Working in partnership with NHS England, world-class statisticians, epidemiologists and clinicians, we designed the 140,000 person NHS-Galleri trial to include three successive rounds of Galleri screening in addition to standard screening for those in the intervention arm, compared to a control group only receiving standard screens. This trial was conducted with a view to informing eventual implementation of Galleri within a national screening programme if recommended by the UK National Screening Committee.To ensure a representative, diverse population was recruited, we employed a fleet of mobile clinics staffed with phlebotomists, to enable access for participants in places with access challenges to health clinics ⎯ from ethnically and socioeconomically diverse cities to remote rural outposts. This approach had the additional benefit of not burdening overstretched GP surgeries, not least as the bulk of the recruitment took place during the COVID-19 pandemic in 2021.

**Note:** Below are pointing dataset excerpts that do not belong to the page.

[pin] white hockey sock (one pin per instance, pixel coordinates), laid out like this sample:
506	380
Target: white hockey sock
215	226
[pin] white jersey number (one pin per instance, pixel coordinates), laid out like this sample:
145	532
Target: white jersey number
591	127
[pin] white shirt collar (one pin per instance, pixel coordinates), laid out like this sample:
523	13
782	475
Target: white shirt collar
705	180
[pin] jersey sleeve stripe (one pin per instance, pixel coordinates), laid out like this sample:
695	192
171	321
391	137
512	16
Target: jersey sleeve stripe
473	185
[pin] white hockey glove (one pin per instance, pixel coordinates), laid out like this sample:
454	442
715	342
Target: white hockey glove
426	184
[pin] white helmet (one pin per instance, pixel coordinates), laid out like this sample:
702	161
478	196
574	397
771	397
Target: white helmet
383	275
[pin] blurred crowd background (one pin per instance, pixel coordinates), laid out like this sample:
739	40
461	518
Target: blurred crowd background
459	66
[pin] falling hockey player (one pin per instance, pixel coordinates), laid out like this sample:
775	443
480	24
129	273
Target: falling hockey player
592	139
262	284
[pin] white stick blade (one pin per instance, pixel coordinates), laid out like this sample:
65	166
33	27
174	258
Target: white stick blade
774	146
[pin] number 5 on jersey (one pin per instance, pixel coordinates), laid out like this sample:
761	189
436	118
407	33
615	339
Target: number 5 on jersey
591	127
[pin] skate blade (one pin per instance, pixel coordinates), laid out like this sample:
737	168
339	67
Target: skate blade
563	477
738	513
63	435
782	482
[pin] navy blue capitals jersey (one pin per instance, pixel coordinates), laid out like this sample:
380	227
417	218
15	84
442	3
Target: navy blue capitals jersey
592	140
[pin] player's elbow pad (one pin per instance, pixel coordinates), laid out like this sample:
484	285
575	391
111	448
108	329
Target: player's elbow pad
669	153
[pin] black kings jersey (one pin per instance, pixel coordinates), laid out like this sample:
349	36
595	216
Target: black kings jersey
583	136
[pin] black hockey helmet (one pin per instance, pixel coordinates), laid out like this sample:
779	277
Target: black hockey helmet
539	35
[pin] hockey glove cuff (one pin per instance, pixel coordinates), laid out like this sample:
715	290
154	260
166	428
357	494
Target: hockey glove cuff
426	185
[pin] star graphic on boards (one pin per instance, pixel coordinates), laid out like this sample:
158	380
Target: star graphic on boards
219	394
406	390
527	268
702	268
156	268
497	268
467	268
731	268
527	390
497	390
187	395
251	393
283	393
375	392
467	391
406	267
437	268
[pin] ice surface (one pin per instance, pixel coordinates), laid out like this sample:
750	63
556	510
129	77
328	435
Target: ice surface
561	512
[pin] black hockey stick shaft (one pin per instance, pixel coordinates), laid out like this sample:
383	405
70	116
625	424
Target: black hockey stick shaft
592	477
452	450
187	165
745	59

The active period of the NHS-Galleri trial comes to an end with the final blood draw anticipated to take place in July 2024. The primary objective of the trial is to demonstrate that the use of Galleri, alongside standard of care, can lead to a significant reduction in the incidence of late stage cancers ⎯ in-line with the UK’s overall goal of increasing the proportion of early-stage cancers detected. This will require an assessment of the data accumulated following all three annual rounds of screening, and it is expected that this analysis will be completed in 2026. Exploratory mortality analyses and modeled mortality based on observed stage-shift will also be undertaken, as well as longer term follow-up via national centralised data collection. Planned, comprehensive health economic evaluation and analysis will provide necessary cost-effectiveness data.

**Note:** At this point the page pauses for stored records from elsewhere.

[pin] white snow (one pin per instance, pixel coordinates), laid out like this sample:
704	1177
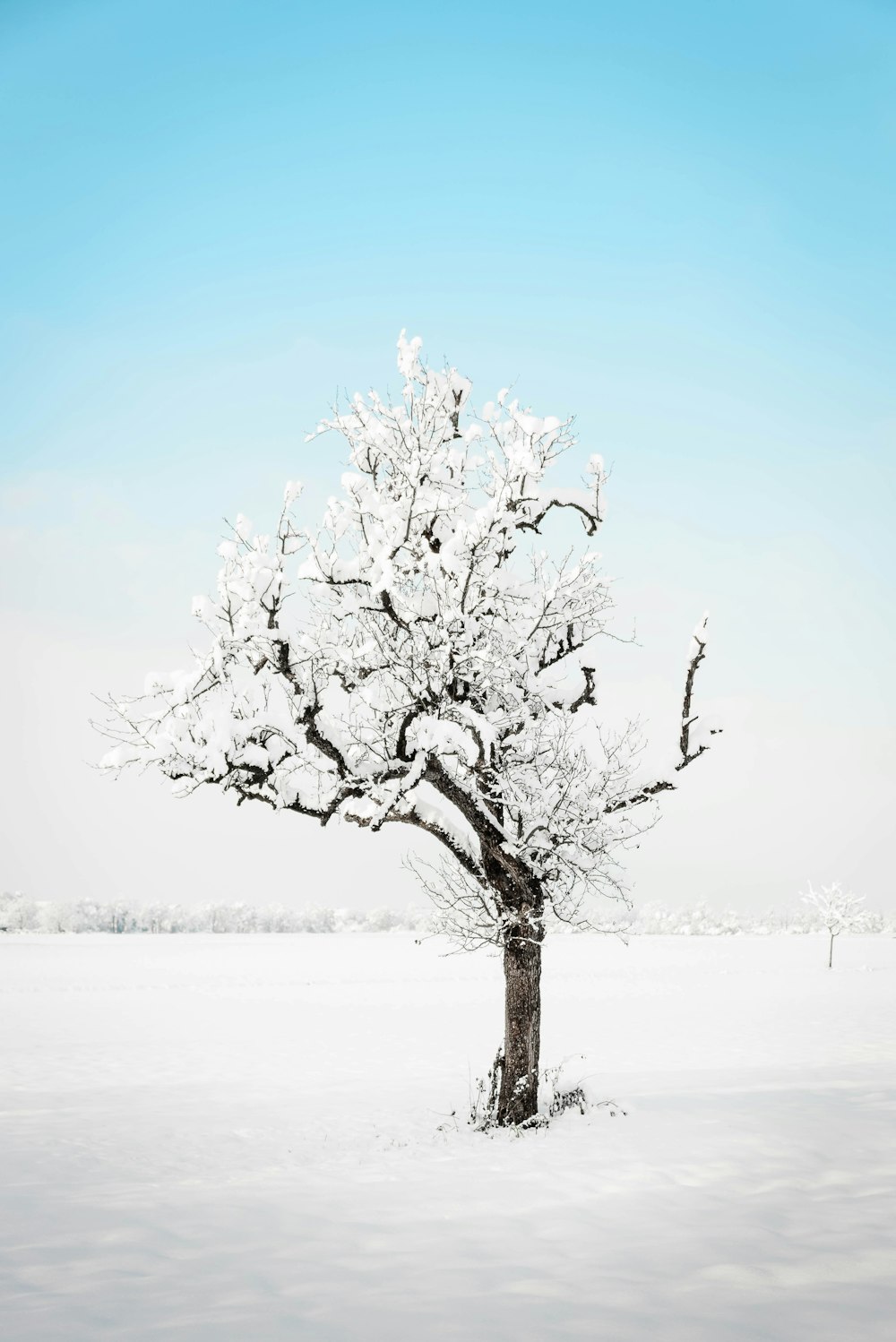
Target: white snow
231	1139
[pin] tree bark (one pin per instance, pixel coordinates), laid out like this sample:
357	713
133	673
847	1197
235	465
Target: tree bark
518	1096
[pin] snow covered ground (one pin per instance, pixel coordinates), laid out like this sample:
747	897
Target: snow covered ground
237	1139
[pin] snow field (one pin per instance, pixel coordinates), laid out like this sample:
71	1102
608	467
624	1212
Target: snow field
232	1139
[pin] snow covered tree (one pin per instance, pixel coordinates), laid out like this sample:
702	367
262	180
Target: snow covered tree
418	659
837	910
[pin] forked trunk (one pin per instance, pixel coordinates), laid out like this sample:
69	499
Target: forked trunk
518	1096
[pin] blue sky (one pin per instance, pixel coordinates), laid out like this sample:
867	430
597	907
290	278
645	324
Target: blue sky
675	220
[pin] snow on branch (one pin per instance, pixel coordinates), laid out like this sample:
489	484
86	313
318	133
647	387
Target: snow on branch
416	659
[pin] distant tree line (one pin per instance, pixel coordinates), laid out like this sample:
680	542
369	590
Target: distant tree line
19	913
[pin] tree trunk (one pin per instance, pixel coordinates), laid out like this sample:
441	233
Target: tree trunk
518	1097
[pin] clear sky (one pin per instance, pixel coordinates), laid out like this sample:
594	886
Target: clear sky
674	219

We hope that NHS-Galleri will demonstrate highly compelling early evidence from which the NHS is able to make a decision to move forward with the proposed Multi-Cancer Blood Test Programme so that more patients can benefit more quickly. Such a pilot, if so agreed, would provide a suitable balance between being able to learn valuable implementation lessons to fulfill an unmet need rapidly, with the subsequent further decision dependent on longer-term measures of effectiveness. Whether or not a pilot is undertaken, for any number of reasons, GRAIL would continue to request that the UK National Screening Committee makes a decision about a population screening programme in due course, based on the final study results and full economic evaluation. We look forward to the NHS’s assessment of the early results in the coming months.